Review: The Wedding Consultant

By Wendy Rosenfield

This year marks the second Fringe Festival appearance for Eric Singel’s The Wedding Consultant. Singel’s comic solo show visits same-sex marriage and the notion that “one wedding is just like another.” Since the piece premiered in 2007, the number of states recognizing gay marriage went from one to six, and no doubt the number of wedding planners surely surged accordingly.

However, the production, directed with an eye for forward movement by Jose Aviles, is less about Singel’s drag character Iris Holcombe, a down-to-business party planner with innumerable personal prejudices, than about the impending moment when a platter of assorted clashing personalities gets served up at the church.

Those personalities--party boy groom Lance, classy groom Leslie, nice-guy best man Mike, Leslie’s lesbian mom Rhonda, and Lance’s Texan mom Bobbi Sue (who thinks her son’s soon-to-be-bride Leslie must be a real catch)--all take turns offering up slices of their lives.  

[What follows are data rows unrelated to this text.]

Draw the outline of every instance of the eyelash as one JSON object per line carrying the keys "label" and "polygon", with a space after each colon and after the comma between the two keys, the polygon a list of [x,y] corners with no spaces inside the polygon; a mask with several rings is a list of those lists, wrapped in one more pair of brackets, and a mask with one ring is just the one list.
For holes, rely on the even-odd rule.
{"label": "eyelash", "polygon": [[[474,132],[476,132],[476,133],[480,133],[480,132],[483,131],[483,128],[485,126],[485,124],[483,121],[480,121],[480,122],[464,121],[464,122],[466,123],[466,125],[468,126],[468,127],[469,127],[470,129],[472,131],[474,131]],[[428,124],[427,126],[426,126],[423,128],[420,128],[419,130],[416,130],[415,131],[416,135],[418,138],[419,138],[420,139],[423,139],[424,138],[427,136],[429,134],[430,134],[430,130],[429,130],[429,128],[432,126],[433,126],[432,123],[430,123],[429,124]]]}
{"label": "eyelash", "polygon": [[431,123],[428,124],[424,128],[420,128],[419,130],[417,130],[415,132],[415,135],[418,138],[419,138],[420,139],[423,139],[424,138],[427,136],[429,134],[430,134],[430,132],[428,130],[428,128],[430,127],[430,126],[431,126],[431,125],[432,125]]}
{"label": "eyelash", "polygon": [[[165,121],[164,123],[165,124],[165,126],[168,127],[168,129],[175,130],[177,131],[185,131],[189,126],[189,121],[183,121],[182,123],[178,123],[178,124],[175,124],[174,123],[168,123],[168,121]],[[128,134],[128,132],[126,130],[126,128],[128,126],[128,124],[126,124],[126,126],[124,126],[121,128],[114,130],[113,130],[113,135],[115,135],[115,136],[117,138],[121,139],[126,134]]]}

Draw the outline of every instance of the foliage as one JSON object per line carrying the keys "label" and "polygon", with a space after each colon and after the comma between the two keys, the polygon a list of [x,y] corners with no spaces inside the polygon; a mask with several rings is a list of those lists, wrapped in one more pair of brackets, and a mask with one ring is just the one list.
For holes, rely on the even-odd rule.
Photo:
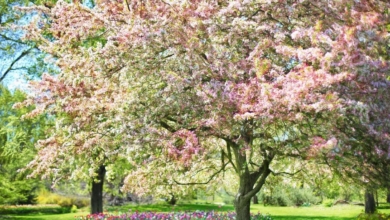
{"label": "foliage", "polygon": [[[119,215],[114,214],[93,214],[78,217],[78,220],[97,220],[97,219],[183,219],[183,220],[195,220],[195,219],[236,219],[236,214],[233,212],[220,213],[220,212],[203,212],[203,211],[195,211],[195,212],[171,212],[171,213],[156,213],[156,212],[129,212]],[[268,215],[264,214],[252,214],[251,218],[253,220],[271,220],[272,218]]]}
{"label": "foliage", "polygon": [[31,108],[12,106],[25,98],[22,91],[11,92],[0,85],[0,204],[34,203],[34,191],[41,185],[37,180],[27,180],[18,169],[35,156],[34,143],[44,137],[50,120],[41,116],[21,121]]}
{"label": "foliage", "polygon": [[[320,157],[334,167],[345,155],[352,161],[358,151],[350,146],[359,145],[347,133],[359,125],[388,140],[386,130],[369,129],[380,108],[365,117],[374,102],[356,95],[372,95],[382,85],[375,80],[386,80],[387,8],[384,0],[199,0],[25,9],[45,15],[26,38],[61,69],[33,83],[41,96],[20,104],[37,105],[27,118],[59,119],[38,144],[32,175],[94,177],[101,164],[126,158],[123,189],[150,193],[148,186],[218,183],[231,169],[238,219],[249,218],[250,199],[269,175]],[[106,40],[83,45],[95,37]],[[365,75],[373,77],[360,86]],[[362,120],[348,126],[355,119]]]}
{"label": "foliage", "polygon": [[70,207],[60,207],[58,205],[25,205],[25,206],[1,206],[0,214],[58,214],[58,213],[69,213]]}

Just as at any get-together, some conversation time is better spent than others. Watching Singel’s Lance pretend to be wasted is about as interesting as watching anyone pretend to be wasted. It’s only after 10 minutes of slurring and pill-popping, when he backbites the very friends who planned his bachelor party, that we gain insight into his character.

But Mike, a third-generation cop and first-generation gay cop, anchors the production with a surprising (and I’ll admit it, surprisingly butch) depth. The others? Well, they’re colorful, and Singel, while celebrating marriage equality, adds another maxim to Holcombe’s assessment of nuptial sameness: Be careful what you wish for, because you might get it.

$20, Sept. 9, 10, 14-18 at 8PM, Sept. 11, 18, at 2PM, Walnut Street Theatre, Studio 3, 825 Walnut St.